You also can use an array job approach to run over all files in a directory, substituting the payload with
``` bash
FILES=(/path/to/data/*)
srun ./myprogram ${FILES[$SLURM_ARRAY_TASK_ID]}
```
Or for a trivial case you could supply the values for a parameter scan in form
of a argument list that gets fed to the program using the counter variable.
``` bash
ARGS=(0.05 0.25 0.5 1 2 5 100)
srun ./my_program.exe ${ARGS[$SLURM_ARRAY_TASK_ID]}
```
## Array jobs for running very long tasks with checkpoint files
If you need to run a job for much longer than the queues (partitions) permit, and
your executable is able to create checkpoint files, you can use this
strategy:
``` bash
#!/bin/bash
#SBATCH --job-name=test-checkpoint
#SBATCH --partition=general
#SBATCH --ntasks=1
#SBATCH --time=7-00:00:00 # each job can run for 7 days
#SBATCH --cpus-per-task=1
#SBATCH --array=1-10%1 # Run a 10-job array, one job at a time.
if test -e checkpointfile; then
# There is a checkpoint file;
myprogram --read-checkp checkpointfile
else
# There is no checkpoint file, start a new simulation.
myprogram
fi
```
The `%1` in the `#SBATCH --array=1-10%1` statement defines that only 1 subjob can ever run in parallel, so
this will result in subjob n+1 only being started when job n has finished. It will read the checkpoint file
if it is present.
## Packed jobs - running a large number of short tasks
Since the launching of a Slurm job incurs some overhead, you should not submit each short task as a separate
Slurm job. Use job packing, i.e. you run the short tasks within the loop of a single Slurm job.

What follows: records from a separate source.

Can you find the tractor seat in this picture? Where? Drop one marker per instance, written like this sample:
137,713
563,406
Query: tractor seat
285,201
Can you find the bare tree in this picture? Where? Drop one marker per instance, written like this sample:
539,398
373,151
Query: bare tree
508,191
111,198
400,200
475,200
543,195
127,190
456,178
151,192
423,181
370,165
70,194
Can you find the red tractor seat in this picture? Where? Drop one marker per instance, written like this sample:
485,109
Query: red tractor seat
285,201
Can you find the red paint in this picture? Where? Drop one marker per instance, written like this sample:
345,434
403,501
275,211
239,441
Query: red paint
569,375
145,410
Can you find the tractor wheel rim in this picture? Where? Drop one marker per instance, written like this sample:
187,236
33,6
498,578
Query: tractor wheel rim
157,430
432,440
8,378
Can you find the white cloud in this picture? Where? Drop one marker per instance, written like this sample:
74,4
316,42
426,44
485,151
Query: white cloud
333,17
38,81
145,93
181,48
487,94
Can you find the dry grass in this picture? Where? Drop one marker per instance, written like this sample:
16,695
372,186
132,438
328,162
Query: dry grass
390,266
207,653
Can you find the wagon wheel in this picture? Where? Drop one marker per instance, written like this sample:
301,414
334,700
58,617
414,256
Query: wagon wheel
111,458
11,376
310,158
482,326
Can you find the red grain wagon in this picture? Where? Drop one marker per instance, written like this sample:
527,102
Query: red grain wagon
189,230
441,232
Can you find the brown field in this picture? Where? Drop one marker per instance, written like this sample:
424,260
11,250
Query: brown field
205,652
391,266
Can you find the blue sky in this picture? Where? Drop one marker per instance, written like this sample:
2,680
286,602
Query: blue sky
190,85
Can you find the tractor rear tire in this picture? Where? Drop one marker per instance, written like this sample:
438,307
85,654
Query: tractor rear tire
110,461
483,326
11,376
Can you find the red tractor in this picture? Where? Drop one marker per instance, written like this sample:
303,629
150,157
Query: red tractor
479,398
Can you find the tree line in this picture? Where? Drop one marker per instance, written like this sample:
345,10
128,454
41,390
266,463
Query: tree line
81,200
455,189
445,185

You can launch the short tasks using `srun` with the `--exclusive` switch (not to be confused with the
switch of the same name used in the SBATCH commands). This switch will ensure that only a specified
number of tasks can run in parallel.
As an example, the following job submission script will ask Slurm for
44 cores (threads), then it will run the =myprog= program 1000 times with
arguments passed from 1 to 1000. But with the =-N1 -n1 -c1
--exclusive= option, it will control that at any point in time only 44
instances are effectively running, each being allocated one CPU. You
can at this point decide to allocate several CPUs or tasks by adapting
the corresponding parameters.
``` bash
#! /bin/bash
#SBATCH --job-name=test-checkpoint
#SBATCH --partition=general
#SBATCH --ntasks=1
#SBATCH --time=7-00:00:00
#SBATCH --ntasks=44 # defines the number of parallel tasks
for i in {1..1000}
do
srun -N1 -n1 -c1 --exclusive ./myprog $i &
done
wait
```
**Note:** The `&` at the end of the `srun` line is needed to not have the script waiting (blocking).
The `wait` command waits for all such background tasks to finish and returns the exit code.